HARTFORD, CT—Admitting they have no idea how they are going to pay for it, Senate and House Democrats said Thursday that they want to exempt Social Security income from Connecticut’s income tax.
The exemption will cost the state an estimated $45 million in revenue, but it will have other benefits and make Connecticut more attractive to retirees, Democratic lawmakers said Thursday at a Legislative Office Building press conference.
Senate President Martin Looney, D-New Haven, joked that when the state is done with the “Still Revolutionary” slogan they can change it to “Connecticut, a great place to live and a great place to die.”
Looney also has a proposal to bring the Connecticut estate tax in line with the federal estate tax.
Connecticut is only one of 13 states that doesn’t exempt all Social Security income from the income tax.
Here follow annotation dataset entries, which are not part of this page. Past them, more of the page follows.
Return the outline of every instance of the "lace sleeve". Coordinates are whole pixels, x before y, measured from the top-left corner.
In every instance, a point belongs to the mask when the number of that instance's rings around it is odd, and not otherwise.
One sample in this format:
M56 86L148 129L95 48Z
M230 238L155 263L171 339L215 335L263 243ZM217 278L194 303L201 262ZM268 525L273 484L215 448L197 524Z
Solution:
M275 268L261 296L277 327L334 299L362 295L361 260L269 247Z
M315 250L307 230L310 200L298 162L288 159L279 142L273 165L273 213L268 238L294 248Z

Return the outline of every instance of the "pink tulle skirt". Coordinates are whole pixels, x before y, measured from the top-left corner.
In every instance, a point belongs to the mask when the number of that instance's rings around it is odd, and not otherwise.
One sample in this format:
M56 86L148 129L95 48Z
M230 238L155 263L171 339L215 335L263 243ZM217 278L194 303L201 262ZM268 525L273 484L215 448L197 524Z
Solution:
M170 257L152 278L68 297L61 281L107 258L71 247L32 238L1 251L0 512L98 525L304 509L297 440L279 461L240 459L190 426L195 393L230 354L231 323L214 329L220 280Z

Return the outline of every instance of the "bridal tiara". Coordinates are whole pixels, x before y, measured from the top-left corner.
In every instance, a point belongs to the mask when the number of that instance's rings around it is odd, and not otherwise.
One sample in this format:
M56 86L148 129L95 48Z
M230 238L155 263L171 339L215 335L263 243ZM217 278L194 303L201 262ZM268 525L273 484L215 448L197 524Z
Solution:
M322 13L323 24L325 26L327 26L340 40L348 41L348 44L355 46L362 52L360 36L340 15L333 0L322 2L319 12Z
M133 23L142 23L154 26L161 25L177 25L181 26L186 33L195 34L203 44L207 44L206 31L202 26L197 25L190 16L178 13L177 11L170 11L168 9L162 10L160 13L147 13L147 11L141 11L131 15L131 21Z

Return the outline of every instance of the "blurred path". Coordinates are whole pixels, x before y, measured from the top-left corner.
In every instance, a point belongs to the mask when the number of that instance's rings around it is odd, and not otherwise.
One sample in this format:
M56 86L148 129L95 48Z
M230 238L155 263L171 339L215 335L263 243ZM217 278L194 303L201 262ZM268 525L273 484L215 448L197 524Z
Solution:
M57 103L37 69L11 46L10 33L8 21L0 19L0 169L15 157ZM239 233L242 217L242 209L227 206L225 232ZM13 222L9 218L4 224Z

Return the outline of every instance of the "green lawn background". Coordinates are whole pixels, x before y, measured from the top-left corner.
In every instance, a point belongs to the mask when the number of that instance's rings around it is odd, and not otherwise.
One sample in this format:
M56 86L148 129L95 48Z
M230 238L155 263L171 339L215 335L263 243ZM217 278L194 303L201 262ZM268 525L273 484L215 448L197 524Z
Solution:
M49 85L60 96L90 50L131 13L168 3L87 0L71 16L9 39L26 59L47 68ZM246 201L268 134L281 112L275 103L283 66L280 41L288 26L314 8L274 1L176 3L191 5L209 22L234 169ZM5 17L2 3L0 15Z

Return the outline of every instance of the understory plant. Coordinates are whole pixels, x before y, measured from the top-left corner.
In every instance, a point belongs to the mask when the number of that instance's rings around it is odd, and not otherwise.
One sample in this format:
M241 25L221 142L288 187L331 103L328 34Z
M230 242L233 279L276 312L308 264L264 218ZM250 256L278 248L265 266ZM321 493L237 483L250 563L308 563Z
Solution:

Currently, 75 percent of Social Security income is exempt.
Most states, including Connecticut’s neighbors like Massachusetts, New York, and New Jersey already exempt these benefits from state income taxes.
House Speaker Joe Aresimowicz, D-Berlin, said he’s optimistic the legislation will pass with broad bipartisan support since Republican lawmakers have proposed similar legislation.
“I think it’s very clear that the time has come to allow our seniors to keep more of their money,” Aresimowicz said.
He said it’s more difficult to provide direct property tax relief.
Democratic Gov. Dannel P. Malloy’s budget proposal would seek to eliminate the property tax credit for households making less than $100,000. It’s one of the few tax breaks left for the middle class.
Democrats have until the end of April to figure out whether they want to keep that part of Malloy’s budget proposal. They will also have to grapple with including this proposal to exempt Social Security benefits from the income tax as part of the overall budget package.
It’s likely if it’s part of an overall budget package, Republicans will be less likely to vote for it because it will be part of a larger bill. But Aresimowcz said they haven’t made a decision yet about whether to run it as a stand alone bill or include it in the budget.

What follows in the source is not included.